Now, for many teachers reading this you may be thinking that I’m crazy to give up “control” in my classroom. But what we have to understand as educators is that our jobs is not to “control” students but to empower them to be critically thinking democratic citizens. Teachers must do away with any form of authoritarian teaching method and embrace a more democratic approach to ensure that our students understand that the work of democracy is important and worth while. We have to understand as teachers that even in democratic spaces we still have the authority to ensure the classroom is a safe space for all students but that we engage in dialogue with our students about the reasons for any decision we make and ask for student feedback on how the classroom is run.
We can’t run our schools and classrooms like a dictatorship and then pretend to think that our students will be prepared to be active citizens participating in our democratic system. We also have to ensure that we present democracy as a system and process that is always happening by being involved in our communities and institutions. Voting every election is only one aspect of being an active democratic citizen. Part of our responsibilities as citizens is to work with others collaboratively to accomplish shared goals and dreams.

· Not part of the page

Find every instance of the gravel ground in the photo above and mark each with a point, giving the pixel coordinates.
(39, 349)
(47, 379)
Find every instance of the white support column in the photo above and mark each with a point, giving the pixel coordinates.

Any rights or freedoms that have been granted by politicians have rarely come independent of citizens demanding them as part of a larger social movement.
We have a crisis of democracy in Canada and Alberta with low voter turnouts and a lack of community in many areas. In Alberta, as students have began demanding Gay-Straight Alliances over more than the past decade it has made many social-conservatives in the province uneasy to say the least. These students are exercising their democratic voice and this week the province has decided that they will not protect this democratic right as the province has chosen to make the very political decision to strike a “balance” between those advocating for GSA’s and those who wish to suppress the voice of marginalized students in our schools.
Democracy is not for the faint of heart and it is something that must be protected by citizens of any country. Our schools must be places where students have a voice that is heard and they must be able to take action on issues that they care about. If we adults seek to limit or silence student voice in our schools and education system then we are condemning our democracy to further degradation. It’s time we make the shift towards a democratic approach to education in our classrooms and schools. If we don’t, our democracy and all of us will suffer for it.